Bernd Busemann (CDU), Landtagspräsident des niedersächsischen Landtags in Hannover kam auf Einladung von Eckard Pols, dem Vorsitzenden des CDU-Kreisverbandes Lüneburg in die Hansestadt, um hier ein Expertengespräch zur Landwirtschaft in Nord-Ost-Niedersachsen zu führen. Einige wenige Landwirte waren gekommen, einige Mitglieder des Kreisverbandes und die CDU Landratskandidatin Monika Scherf.

In der Hauptsache trug Jens Wischmann, Landwirt aus Dehnsen bei Amelinghausen und einer von zwei stellvertretenden Vorstandsmitgliedern des Bauernverbands Nord-Ost Niedersachsen die Probleme der Landwirtschaft vor. Es ging gleich in die Vollen mit den Standorten für Windenergieanlagen. Der Landkreis hat zukünftige Standorte in einem Raumordnungsverfahren festgelegt. Wischmann monierte, dass ein zu großer Abstand zu Waldflächen vorgeschrieben werde und dass generell nicht darüber nachgedacht werde, Windkrafträder auch im Wald zu bauen, dort wo es unschädlich für die Natur und für den Erholungswert sei. Monika Scherf stimmte zu. Das sei durchaus überlegenswert. Es gäbe sicher Standorte, die in Frage kämen. Man müsse natürlich genau schauen. „Der Wald ist immer noch eine heilige Kuh. Aber bei uns gibt es sehr viele zusammenhängende und große Waldflächen. Mein Vorschlag wäre, dass die Landesregierung diesen Passus aus dem Landesraumordnungsprogramm herausnimmt und die jeweiligen Landkreise entscheiden lässt, ob sie solche Standorte ausweisen wollen“, so Wischmann.

„Das Erneuerbare Energieen Gesetz (EEG) wird grundsätzlich nicht mehr in Frage gestellt. Und wenn wir zu wenige Standorte für Windenergie haben, dann gibt es die Möglichkeit, alte, kleine Windräder durch größere zu ersetzen. An die Idee, Standorte im Wald auszuweisen, müsste man sich langsam ran tasten, um dann vorsichtig das Landesraumordnungsprogramm zu ändern“, meinte dazu Bernd Busemann. Von der Windenergie ging es dann über zu der Problematik für Landwirte im Osten Niedersachsen, Gülle aus dem Westen des Landes, wo die im Übermaß anfalle, hierher zu bekommen. Landwirte müssten dafür Lager bauen. Hier sah Monika Scherf keine Probleme. „Der Landkreis ist bereit, solche Bauten zu genehmigen.“ Natürlich müssten die Mengen relevant zu der vorhandenen Fläche sein. „Gülle ist ein wertvoller Wertstoff, der nur verantwortlich gelagert und ausgebracht werden muss“, so Busemann.

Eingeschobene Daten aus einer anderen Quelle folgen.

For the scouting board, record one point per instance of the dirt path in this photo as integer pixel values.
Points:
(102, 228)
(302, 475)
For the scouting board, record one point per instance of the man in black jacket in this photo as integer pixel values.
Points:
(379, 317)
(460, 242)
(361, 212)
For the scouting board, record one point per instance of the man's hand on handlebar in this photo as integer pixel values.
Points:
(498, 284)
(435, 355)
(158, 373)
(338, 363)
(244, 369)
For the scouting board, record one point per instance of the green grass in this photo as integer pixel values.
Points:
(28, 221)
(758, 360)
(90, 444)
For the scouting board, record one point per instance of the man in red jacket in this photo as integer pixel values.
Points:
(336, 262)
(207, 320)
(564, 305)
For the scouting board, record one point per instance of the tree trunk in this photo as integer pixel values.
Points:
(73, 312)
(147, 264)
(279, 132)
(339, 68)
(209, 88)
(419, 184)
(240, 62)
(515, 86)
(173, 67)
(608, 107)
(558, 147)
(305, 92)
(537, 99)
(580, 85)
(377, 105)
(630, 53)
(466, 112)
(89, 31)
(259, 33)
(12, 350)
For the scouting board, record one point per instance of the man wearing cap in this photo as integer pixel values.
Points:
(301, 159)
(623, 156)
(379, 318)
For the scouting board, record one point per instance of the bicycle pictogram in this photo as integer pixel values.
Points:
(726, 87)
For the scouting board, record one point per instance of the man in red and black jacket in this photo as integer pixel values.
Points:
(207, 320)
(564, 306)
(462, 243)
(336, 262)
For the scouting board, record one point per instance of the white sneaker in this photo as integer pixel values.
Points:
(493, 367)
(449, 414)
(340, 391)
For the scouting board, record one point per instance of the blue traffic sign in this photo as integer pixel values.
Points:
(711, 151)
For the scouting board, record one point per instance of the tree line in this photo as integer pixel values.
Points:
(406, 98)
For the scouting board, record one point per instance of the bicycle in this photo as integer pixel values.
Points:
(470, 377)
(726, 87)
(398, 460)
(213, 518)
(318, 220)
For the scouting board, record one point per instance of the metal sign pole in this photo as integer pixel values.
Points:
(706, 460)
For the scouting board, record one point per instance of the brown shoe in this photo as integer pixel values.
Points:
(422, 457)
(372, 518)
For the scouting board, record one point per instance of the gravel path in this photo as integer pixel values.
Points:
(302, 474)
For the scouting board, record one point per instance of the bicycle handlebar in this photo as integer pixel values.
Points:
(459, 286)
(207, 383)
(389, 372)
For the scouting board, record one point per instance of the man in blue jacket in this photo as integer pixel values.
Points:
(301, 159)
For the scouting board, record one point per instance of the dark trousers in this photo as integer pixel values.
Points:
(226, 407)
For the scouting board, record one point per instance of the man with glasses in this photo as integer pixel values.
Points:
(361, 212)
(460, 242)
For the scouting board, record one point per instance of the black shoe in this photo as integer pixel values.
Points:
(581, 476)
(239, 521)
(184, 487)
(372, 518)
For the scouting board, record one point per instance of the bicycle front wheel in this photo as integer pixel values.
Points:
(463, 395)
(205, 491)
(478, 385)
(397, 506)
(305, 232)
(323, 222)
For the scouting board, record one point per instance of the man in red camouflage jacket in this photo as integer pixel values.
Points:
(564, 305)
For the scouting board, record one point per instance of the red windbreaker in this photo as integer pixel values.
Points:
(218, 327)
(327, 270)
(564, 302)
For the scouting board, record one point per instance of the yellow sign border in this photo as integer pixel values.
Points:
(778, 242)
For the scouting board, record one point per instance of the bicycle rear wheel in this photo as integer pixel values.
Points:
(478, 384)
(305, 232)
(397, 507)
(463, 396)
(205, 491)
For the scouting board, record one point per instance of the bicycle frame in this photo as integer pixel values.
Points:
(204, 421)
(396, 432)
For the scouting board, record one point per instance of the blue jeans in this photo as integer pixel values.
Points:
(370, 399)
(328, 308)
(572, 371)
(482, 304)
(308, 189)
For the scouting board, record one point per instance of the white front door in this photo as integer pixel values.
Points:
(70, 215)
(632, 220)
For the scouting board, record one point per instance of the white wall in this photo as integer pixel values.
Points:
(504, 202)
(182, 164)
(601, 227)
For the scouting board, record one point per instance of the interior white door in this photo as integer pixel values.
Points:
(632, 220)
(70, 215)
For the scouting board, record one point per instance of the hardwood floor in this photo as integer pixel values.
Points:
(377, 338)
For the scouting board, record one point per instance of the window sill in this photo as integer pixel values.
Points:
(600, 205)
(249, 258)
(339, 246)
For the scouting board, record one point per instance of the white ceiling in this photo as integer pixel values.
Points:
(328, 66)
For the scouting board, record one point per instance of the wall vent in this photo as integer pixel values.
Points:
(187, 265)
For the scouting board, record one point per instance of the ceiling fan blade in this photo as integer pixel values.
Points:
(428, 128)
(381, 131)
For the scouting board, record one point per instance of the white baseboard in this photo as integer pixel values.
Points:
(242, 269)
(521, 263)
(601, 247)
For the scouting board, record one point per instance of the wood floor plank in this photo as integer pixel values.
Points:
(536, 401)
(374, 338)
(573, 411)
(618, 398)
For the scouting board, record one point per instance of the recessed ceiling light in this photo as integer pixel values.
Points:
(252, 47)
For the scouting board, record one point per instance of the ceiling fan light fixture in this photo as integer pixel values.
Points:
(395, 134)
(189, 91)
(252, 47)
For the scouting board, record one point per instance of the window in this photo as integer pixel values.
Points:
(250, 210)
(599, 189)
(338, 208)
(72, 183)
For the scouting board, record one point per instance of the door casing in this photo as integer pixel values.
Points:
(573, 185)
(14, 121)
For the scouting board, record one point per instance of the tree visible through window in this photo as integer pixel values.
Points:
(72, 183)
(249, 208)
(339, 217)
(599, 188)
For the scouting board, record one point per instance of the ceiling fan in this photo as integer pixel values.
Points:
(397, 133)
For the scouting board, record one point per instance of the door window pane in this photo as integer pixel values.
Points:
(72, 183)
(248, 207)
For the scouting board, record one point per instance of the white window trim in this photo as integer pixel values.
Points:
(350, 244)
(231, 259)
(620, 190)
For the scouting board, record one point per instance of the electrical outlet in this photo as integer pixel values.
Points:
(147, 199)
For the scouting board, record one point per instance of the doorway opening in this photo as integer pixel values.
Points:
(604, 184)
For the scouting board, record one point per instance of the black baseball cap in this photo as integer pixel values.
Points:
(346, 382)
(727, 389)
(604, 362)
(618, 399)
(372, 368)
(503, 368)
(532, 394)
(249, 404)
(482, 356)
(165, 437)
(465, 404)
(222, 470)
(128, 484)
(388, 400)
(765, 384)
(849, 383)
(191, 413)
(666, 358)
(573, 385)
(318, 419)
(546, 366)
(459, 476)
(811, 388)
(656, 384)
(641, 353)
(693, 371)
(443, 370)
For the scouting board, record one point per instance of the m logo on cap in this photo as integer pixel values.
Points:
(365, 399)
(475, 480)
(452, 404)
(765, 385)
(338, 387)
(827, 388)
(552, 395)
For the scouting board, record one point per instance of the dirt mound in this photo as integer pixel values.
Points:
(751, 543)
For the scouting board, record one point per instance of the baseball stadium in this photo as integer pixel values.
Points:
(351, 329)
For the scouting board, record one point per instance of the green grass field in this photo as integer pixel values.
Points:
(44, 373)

Jens Wischmann brachte noch das schlechte Immage der Landwirtschaft zur Sprache und dass neue Verordnungen, wie zum Beispiel der Filtererlass für Stallneubauten eher dazu führen würden, kleinere Betriebe ganz vom Markt zu drängen. So würde der Strukturwandel noch beschleunigt. Busemann warb dafür, einen Konsens zu finden zwischen Verbrauchern und der Landwirtschaft.